Another possible result of the licensing is the birth of a whole new breed of power users who can build their own components. Users who would never install or use the main Visual Basic package will now have access to the same form-building tools. This means that users can not only script ActiveX components together, but they can build those components as well.

“We’re planning on training pretty heavily in VB. This is going to increase our ability to develop a better user interface by just asking a few questions,” said Tex Norwood, division head for desktop systems for the city of Fort Worth, Texas.

But this population explosion of components brings its own potential problems, the most obvious one being security. If it’s easy to write useful components, it will also be easy to write malicious ones. The Word Macro virus, which consists of only a few lines of code, can strike fear into the hearts of many IS managers today.

One possible solution is digital signatures, Microsoft’s verification method for components. If the digital-signature paradigm is accepted, it could provide a checkpoint to screen for malicious components. The vendors who have licensed VBA said, however, that their main priority is simply getting VBA to work in their applications. The question of security will be dealt with later.
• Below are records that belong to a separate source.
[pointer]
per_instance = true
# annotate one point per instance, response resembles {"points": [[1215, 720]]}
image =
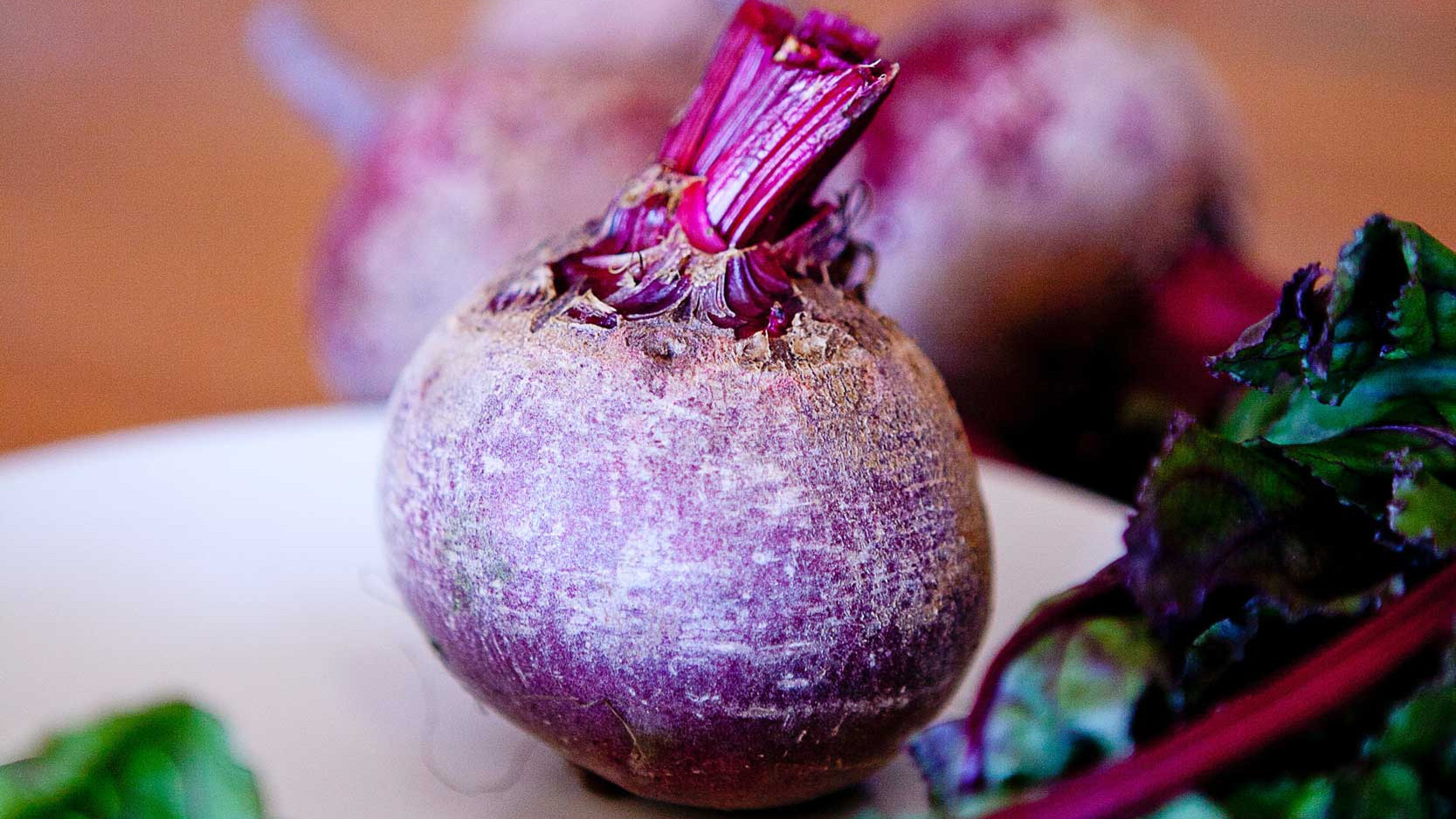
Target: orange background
{"points": [[157, 201]]}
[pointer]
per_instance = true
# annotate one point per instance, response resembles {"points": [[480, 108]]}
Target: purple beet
{"points": [[462, 170], [670, 496]]}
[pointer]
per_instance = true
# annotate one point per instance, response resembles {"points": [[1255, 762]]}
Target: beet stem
{"points": [[332, 91], [1231, 733]]}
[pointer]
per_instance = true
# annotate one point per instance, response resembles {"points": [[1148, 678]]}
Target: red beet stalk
{"points": [[1307, 692]]}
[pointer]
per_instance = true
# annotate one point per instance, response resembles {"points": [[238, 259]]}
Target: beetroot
{"points": [[670, 496], [460, 172], [1041, 169]]}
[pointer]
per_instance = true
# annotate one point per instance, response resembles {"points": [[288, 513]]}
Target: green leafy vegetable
{"points": [[1390, 297], [1294, 579], [169, 761], [1069, 701]]}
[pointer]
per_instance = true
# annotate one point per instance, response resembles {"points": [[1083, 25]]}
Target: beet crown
{"points": [[718, 229]]}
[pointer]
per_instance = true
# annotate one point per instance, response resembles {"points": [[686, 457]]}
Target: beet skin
{"points": [[668, 495], [720, 572]]}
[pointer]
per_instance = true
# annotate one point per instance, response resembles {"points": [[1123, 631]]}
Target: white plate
{"points": [[236, 561]]}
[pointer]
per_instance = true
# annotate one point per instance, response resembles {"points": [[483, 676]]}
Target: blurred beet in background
{"points": [[162, 204]]}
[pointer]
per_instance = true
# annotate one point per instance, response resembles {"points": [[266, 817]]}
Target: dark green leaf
{"points": [[1216, 515], [1390, 297], [170, 761], [1276, 347], [1423, 509], [1067, 703]]}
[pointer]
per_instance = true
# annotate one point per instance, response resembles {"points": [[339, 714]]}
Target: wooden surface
{"points": [[157, 203]]}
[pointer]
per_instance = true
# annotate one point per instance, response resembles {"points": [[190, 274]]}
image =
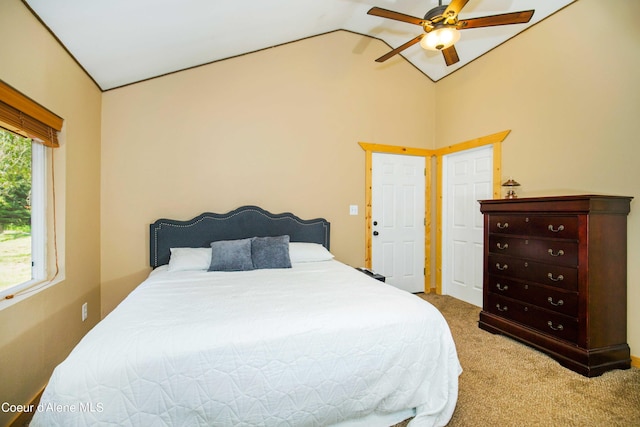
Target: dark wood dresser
{"points": [[555, 277]]}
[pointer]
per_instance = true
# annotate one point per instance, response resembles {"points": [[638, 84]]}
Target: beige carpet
{"points": [[505, 383]]}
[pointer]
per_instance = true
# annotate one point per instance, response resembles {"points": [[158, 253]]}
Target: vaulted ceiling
{"points": [[119, 42]]}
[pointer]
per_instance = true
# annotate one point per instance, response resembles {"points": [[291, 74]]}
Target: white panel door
{"points": [[398, 208], [468, 177]]}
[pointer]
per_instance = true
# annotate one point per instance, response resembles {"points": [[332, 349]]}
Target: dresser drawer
{"points": [[554, 226], [555, 251], [509, 224], [554, 324], [555, 299], [560, 227], [533, 271]]}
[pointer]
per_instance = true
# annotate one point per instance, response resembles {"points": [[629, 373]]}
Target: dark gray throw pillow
{"points": [[270, 252], [231, 255]]}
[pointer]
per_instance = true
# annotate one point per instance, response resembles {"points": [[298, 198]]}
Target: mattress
{"points": [[314, 345]]}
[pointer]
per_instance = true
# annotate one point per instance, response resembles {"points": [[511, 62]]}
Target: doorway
{"points": [[467, 177], [398, 219]]}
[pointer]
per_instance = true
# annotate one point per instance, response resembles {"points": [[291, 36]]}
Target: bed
{"points": [[311, 343]]}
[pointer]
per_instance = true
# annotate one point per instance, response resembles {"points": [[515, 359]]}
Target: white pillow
{"points": [[189, 259], [308, 252]]}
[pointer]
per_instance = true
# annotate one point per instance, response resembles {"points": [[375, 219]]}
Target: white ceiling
{"points": [[119, 42]]}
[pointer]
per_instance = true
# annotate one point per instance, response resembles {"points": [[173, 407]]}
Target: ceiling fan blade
{"points": [[455, 7], [384, 13], [400, 48], [450, 55], [494, 20]]}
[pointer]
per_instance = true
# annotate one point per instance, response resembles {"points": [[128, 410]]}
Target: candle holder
{"points": [[510, 185]]}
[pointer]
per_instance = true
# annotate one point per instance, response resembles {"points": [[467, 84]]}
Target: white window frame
{"points": [[38, 221]]}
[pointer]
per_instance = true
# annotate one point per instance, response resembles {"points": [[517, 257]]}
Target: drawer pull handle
{"points": [[557, 304], [559, 253], [555, 328], [501, 287]]}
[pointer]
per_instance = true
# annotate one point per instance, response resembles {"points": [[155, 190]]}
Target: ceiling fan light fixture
{"points": [[440, 38]]}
Another problem is inadvertent incompatibility. While most applications work together smoothly today, there are still glitches. These problems could increase as users build complex components without sufficient training.

Mitch Kramer, an analyst with the Patricia Seybold Group, in Boston, acknowledged that a common, simple scripting and development language could cause some problems, but said that the end result will be a more robust system.

“Look at the [early] days of VMS or MVS,” Kramer said. “Everyone knew the language and everyone had access to the specs, so everyone could go in and ‘make things better.’ But it did lead to a lot of efficiencies once everyone had learned.”

To the ISVs, that problem is also far in the future.

“It would be good to have that problem,” said Willie Tejada, vice president of product marketing for NetManage Inc., in Cupertino, Calif. “I’d really like to be at the stage where we had enough components to have that problem.”